For the reviewer who could only think of straping it on referring to a dildo... you problably should have gotten out more as a child and played with other kids.
Strap it on to me refers to putting a helmet on. It is often heard on football sidelines or in military situations and means exactly what Mr. King intended it to


"The novel ends with Lisey finding the story Scott left her in the portal world which is essentially a lengthy version of "Daddy went mad, I killed him, and buried him in the well." Then she gets her sisters around, clears out the house and decides to get on with her life."
No, it doesn't end like that. Re-read the book and get the ending right. And your try to interpret "SOWISA" says more about you than it does about SK.


I think, on balance, this is simply an appalling review. Having just finished my own first book, I'd feel outraged that 'inside relationship' quirks and explanation of pronouncing a name were two of the biggest criticisms in this review.
I happen to believe that SK's little 'insider' quirks are mostly what endears people to his writing. I am also appreciative of most of SK's work. I couldn't say how many books/collections of short stories I have read, but aside from 'It', 'Lisey's Story' is my favourite of them all.
For me, Lisey's Story is a love gift. In my view, it is largely about leaving someone you love behind, finding a way to love that person even from beyond death through memory and mementos. It may indeed not be based on Tabitha King, but is certainly written (in my view) for her, as that love gift. Scott leaves Lisey a story; so does SK. It's a better gift then memoirs or chocolate no? I don't agree that marriages, or fifteen, twenty year relationships are the only examples of people that can relate to this book.
I've just turned 22 myself, and can relate two of my relationships strongly to this book. It's not really about time or marriage, though naturally the longer the relationship is, the more secrets and insider information. It's just simply about two people that love each other very much - the dark side of love and the light.
I think it is beautifully written, and SK is a natural romantic anyway in most of his books. I wouldn't say that for the most part, a majority of books are intended to be 'terrifying' horror stories anyway. H.P. Lovecraft was an awesome horror writer to the extent that when I have read some stories my stomach has turned in fear. I think what this book does rather more than most, but is certainly was SK really is about, is pulling the reader in by their heartstrings. There is a form of horror that is simply horrifying only because of the mixture of beauty and darkness.
That's the type of book SK writes generally, but this one is impressively human and raw... indeed, it touched my heartstrings very deeply.

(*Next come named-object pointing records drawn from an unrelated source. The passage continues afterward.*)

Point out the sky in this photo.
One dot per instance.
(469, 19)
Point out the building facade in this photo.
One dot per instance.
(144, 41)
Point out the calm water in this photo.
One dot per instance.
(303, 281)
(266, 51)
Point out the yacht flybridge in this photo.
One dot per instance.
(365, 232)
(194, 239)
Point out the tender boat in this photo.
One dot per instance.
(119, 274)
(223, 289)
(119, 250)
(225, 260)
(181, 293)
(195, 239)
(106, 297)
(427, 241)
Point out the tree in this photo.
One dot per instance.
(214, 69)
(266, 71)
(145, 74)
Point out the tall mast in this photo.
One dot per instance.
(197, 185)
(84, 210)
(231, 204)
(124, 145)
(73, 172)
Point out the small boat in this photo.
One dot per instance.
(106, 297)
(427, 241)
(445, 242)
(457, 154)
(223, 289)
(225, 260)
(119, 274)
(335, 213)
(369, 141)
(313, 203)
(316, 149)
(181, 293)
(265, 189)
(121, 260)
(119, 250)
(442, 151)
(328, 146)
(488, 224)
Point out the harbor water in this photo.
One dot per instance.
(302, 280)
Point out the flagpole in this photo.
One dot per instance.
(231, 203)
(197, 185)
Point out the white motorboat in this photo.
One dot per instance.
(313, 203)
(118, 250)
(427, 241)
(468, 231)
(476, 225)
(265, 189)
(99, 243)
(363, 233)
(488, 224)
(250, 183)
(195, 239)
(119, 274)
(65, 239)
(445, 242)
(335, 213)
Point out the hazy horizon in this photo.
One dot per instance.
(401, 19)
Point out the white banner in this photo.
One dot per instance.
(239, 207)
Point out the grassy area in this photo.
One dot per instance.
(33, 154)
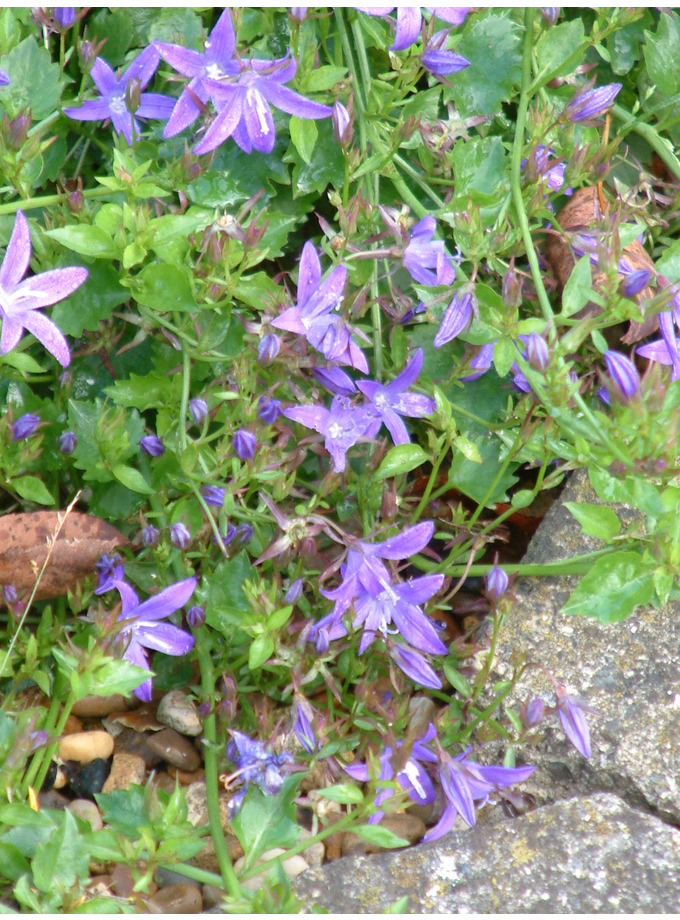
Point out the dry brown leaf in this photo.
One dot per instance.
(24, 544)
(582, 212)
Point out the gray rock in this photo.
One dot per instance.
(584, 855)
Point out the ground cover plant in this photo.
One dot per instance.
(300, 307)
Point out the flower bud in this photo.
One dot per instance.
(25, 426)
(152, 445)
(67, 442)
(244, 444)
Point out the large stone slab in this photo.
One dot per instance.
(591, 854)
(629, 671)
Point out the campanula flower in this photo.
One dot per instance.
(315, 315)
(117, 95)
(25, 426)
(21, 300)
(342, 426)
(151, 444)
(456, 319)
(425, 258)
(244, 444)
(141, 629)
(392, 401)
(412, 775)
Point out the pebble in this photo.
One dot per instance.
(177, 711)
(89, 779)
(176, 899)
(88, 811)
(126, 769)
(91, 706)
(174, 749)
(86, 746)
(293, 866)
(410, 827)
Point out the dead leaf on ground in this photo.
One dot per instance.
(581, 213)
(24, 546)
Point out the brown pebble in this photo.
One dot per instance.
(86, 746)
(186, 779)
(126, 769)
(98, 705)
(177, 899)
(175, 749)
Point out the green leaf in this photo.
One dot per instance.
(260, 650)
(556, 46)
(164, 288)
(131, 478)
(613, 588)
(380, 836)
(63, 859)
(86, 240)
(492, 45)
(578, 289)
(36, 82)
(595, 520)
(345, 793)
(662, 53)
(304, 134)
(33, 490)
(401, 459)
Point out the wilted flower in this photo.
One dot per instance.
(152, 445)
(20, 300)
(458, 315)
(244, 444)
(118, 100)
(179, 535)
(198, 409)
(623, 374)
(25, 426)
(591, 103)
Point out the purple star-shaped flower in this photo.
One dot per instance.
(242, 104)
(315, 316)
(141, 629)
(116, 100)
(215, 62)
(20, 300)
(412, 776)
(392, 401)
(342, 426)
(424, 253)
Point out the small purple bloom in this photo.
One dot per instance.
(244, 444)
(496, 582)
(392, 401)
(572, 716)
(67, 442)
(458, 315)
(152, 445)
(213, 495)
(198, 409)
(342, 426)
(591, 103)
(195, 616)
(150, 535)
(141, 629)
(179, 535)
(25, 426)
(21, 300)
(268, 348)
(423, 254)
(116, 95)
(623, 374)
(268, 410)
(315, 316)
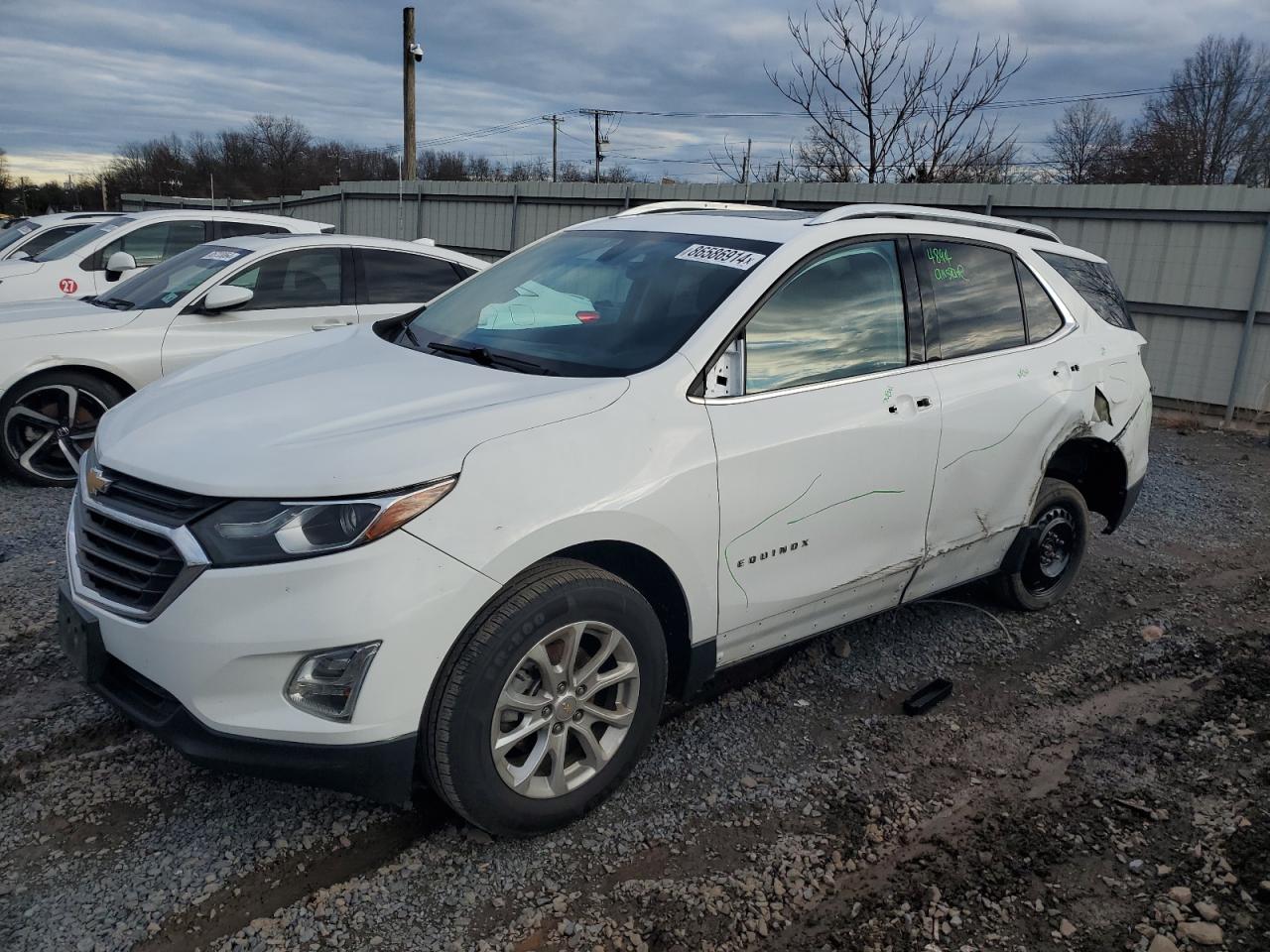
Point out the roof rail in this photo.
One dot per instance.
(867, 209)
(689, 206)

Seems like to have been written by a jealous wanna-be writer. Do not forget to criticise King next time because his name appears on the book cover...


After reading many Stephen King books I must say I'm having a hard time ploughing through this one. I'm currently on page 80 something and wondering if it will ever start making sense, or if it will be the 1st of his novels I give up on! It doesn't even feel like SKs style of writing, very disappointing.